El funeral de Lucrecia fue discreto y sencillo. Anunciaron oficialmente que había muerto de enfermedad. Y rechazaron las llamadas de condolencia con el pretexto de que Lucrecia tenía una enfermedad contagiosa.

Sancha maldijo el cambio de opinión del Cardenal y le dio a su señora la costosa galleta recubierta de azúcar.

Y Ariadne se negó a entregar la voluntad de Lucrecia a su hijo: que Ippólito llevara a su tumba las flores favoritas de su madre, que simbolizaban su origen de nacimiento. Ariadne estaba enfadada con Ippólito y quería mantenerlo a raya.

Sabía que el testamento de Lucrecia era una pista sobre quién era el padre de Ippólito. Y Ariadne no tenía intención de darle esa pista a Ippólito. Se tomaría su tiempo y lo encontraría ella misma. Y un desagradecido como Ippólito no tenía derecho a saber nada del testamento de su madre.

Ariadne pensó un rato si decirle a Ippólito que su madre había admitido que tenía otro padre antes de morir. Pero decidió dejarlo pasar porque no estaba segura de cómo reaccionaría Ippólito.

Si Ippólito oía a Ariadne decir esas palabras, con suerte, podría desanimarse y distraerse, y cometer un montón de errores. Por otro lado, podría prepararse para contraatacar inesperadamente.

Aunque Ariadne no tenía una buena opinión de él, era una persona muy meticulosa por naturaleza. En lugar de arriesgarse y ser aventurera, le gustaba deshacerse de sus enemigos de una vez por todas, aunque le llevara tiempo. Ippólito sabría que el secreto de su nacimiento se desveló más tarde, cuando ya era demasiado tarde, y de una forma que haría más daño.

—¡Oh, Madre!

En la primera fila estaba sentado Ippólito, llorando con una voz que sobrecogía a los demás en la misa conmemorativa. Sus lágrimas no eran totalmente fingidas, algunas eran auténticas. Sin embargo, nadie de la familia sintió pena por él.

El Sr. Stampa y los representantes de la Cooperativa de Residentes anunciaron oficialmente que la muerte de Paolla Stampa no tenía ninguna relación con Lucrecia De Rossi, y que todo había sido un malentendido. A cambio, recibieron una generosa cantidad de dinero en concepto de condolencias para la afligida familia y el fondo de desarrollo regional.

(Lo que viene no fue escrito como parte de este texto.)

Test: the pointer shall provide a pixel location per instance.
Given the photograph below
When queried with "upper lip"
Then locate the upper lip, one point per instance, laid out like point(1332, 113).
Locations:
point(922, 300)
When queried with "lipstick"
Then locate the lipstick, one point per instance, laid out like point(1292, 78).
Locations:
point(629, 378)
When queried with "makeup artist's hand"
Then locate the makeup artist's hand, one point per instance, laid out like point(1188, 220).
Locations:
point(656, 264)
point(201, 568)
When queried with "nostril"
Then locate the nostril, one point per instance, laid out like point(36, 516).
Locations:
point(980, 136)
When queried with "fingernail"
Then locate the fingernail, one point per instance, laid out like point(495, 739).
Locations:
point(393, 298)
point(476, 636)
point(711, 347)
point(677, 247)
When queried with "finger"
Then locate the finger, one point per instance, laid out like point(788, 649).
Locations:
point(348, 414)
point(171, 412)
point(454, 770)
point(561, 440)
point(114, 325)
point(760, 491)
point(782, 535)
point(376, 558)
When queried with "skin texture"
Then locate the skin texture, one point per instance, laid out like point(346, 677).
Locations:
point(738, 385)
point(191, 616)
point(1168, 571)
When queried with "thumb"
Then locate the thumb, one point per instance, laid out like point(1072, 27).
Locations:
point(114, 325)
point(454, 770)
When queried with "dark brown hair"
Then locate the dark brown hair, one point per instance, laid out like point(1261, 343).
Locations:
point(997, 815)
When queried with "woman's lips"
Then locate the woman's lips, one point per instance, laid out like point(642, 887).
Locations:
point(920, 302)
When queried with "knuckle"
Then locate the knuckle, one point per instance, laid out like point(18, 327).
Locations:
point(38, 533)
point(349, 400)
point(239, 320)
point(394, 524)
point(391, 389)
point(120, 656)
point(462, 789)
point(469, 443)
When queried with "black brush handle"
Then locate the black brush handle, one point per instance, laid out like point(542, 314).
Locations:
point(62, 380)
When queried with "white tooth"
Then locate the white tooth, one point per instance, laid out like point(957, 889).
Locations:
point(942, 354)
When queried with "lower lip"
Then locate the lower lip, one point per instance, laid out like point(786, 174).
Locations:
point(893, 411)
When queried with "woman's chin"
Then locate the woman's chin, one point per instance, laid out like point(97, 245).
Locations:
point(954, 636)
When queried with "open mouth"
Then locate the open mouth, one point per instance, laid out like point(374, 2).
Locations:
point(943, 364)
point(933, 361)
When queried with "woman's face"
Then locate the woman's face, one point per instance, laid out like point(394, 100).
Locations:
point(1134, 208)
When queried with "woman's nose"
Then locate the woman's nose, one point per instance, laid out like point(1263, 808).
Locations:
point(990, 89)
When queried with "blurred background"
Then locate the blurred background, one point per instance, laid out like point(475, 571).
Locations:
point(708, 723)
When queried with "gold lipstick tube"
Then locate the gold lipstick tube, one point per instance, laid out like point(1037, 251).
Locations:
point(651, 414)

El Sr. Stampa sonrió amargamente ante los altos montones de monedas de ducado dorado que había sobre la mesa del pulcro pero frugal salón. Probablemente nunca volvería a recibir una cantidad tan grande de dinero. Pero por mucho dinero que tuviera, su hija nunca volvería.

Se deshizo de todos sus bienes e hizo las maletas para marcharse lejos, muy lejos. Dejó suficiente dinero para los ahorros de los años dorados de su anciana madre. Nunca más volvería a San Carlo.

Dos funerales habían tenido lugar en la mansión De Mare en la corta temporada invernal. Y finalmente, la primavera estaba en el aire.

La corte de San Carlo regresaría de Harenae.